The shows here seem to last forever, they last for 5-6 hours some last longer! Not sure if that's pretty much normal for everyone?
The wether classes are first, then usually commercial does if there is a commercial doe class, then dairy if there is a dairy show, then they do the percentage & fullblood boer does. So there is a lot of waiting around. I figure the more goats they take, the less bored they will be lol Since they have the boys, might as well let them have a market wether


----------



## Dani-1995 (Mar 11, 2011)

My brother is six. He helped us raise a bottle baby last year and she is his goat. Its funny to watch him play with her.. they play hide and seek alot! He hides and Sugar goes all over looking for him, even calling him. 

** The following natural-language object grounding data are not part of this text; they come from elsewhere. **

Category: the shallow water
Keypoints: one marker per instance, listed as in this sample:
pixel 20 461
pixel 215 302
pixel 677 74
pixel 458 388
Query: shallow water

Our wether shows last anywhere from 4 to 10 hours. It depends on how many kids and who the judge is.


----------



## HoosierShadow (Apr 20, 2010)

aww That sounds like my daughter and the goat she had for 4-H last year! They were always together. It broke our hearts when we sold her. My plan right now is for her to have a wether, but to also show Snow White's doe in a breeding class. Here you pretty much have to be 8 to have a goat in a breeding class, so we'll most likely register in our sons name, he'd have 2 percentages in the same age group, so, he can show one and my daughter can show the other  They typically don't have a problem with that as long as the novice handler can control the goat.

I think the longest show we've been to so far was probably about 12 hours WHEW lol. We had to check in at a certain time, showmanship, then had to wait through all the market classes, I can't remember what time it started, but we arrived right before lunchtime, and breeding classes didn't start until after dark. Fullblood does didn't finish until after 1am. It was a great show though, lots of fun, but soooo tiring. I told the kids next time we should just bring a tent and camp out LOL


----------



## HoosierShadow (Apr 20, 2010)

Well I am thinking about ordering clippers a week from Friday. I'm not sure yet how much I'll spend on a pair. I'll just most likely get the clippers, then later get anything we need to go with them <lube & blades>.

Just wondering, where the best place to look for them would be? Most competitive prices/shipping?

I was thinking about checking Amazon.com?

Also, since we've never banded before I do plan on watching videos. Just wondering what you guys think are the best bands to use? We have a TSC 10 minutes away that I can get them at.


----------



## Dani-1995 (Mar 11, 2011)

I've never checked amazon. I know jeffers does free shipping on order over a certain amount. They also have promo codes that can save money. Usually if you google "jeffers promo codes" they'll pop right up. 

I think the little green bands.... not sure what brand but theyre just little green bands.


----------